I do not know why in the world this episode features ramen saving the day, but that is exactly what Doctor Stone episode 8 is about. Listen, it’s completely founded within science: people have been waging war over food and spices since the dawn of time. It sounds crazy to us because we have so many at our beck and call, but it makes sense. In order to make an antibiotic and cure Ruri, they need many components. This episode they find a magnet and use it to gather iron dust. But making iron is a daunting task and requires many people in order to generate a heat hotter than fire created from wood naturally creates. But with a small team of people who can’t work as long as necessary: he knows what he needs to do.

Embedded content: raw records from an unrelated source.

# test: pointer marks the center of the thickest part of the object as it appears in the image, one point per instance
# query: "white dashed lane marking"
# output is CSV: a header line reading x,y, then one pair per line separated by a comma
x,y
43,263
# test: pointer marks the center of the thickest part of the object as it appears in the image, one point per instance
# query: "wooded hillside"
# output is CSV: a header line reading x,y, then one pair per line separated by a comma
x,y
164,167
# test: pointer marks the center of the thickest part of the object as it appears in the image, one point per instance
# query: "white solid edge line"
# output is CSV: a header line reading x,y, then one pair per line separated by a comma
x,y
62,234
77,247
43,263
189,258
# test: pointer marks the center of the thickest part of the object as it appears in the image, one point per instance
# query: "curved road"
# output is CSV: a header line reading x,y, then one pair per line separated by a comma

So he makes a subpar ramen in order to get people on his side. Okay, it’s more complicated than that. He makes friends with a little girl who wears a melon head named Suika, and together the four of them work during the episode in order to gather iron sand and create various things. The key part of their ramen ends up being foxtail wheat, something they don’t know about or understand, and watching it made me super hungry. I don’t think Senku understands how relevant the actual meat he used was comparative to the ramen noodles, but I digress. I would be seduced even by subpar ramen in the stone age.

Recruiting the villagers into his nation of science is a daunting task for Senku so far and it seems it will stay that way for awhile. But if ramen can’t seduce the people in the village, at least the two he was aiming for, then the world has failed me anyway. What kind of world is this where ramen can’t win the day? Not my animu world, for sure. Introducing Suika, who is an undercover nine year old with a melon on her head and a giant inferiority complex, was a dynamic I am fond of. It does seem that Taiju and Yuzuriha are quietly absent until the plot with Tsukasa returns, and I think that’s for the best. I am able to form a more important connection to Kohaku’s village because of this.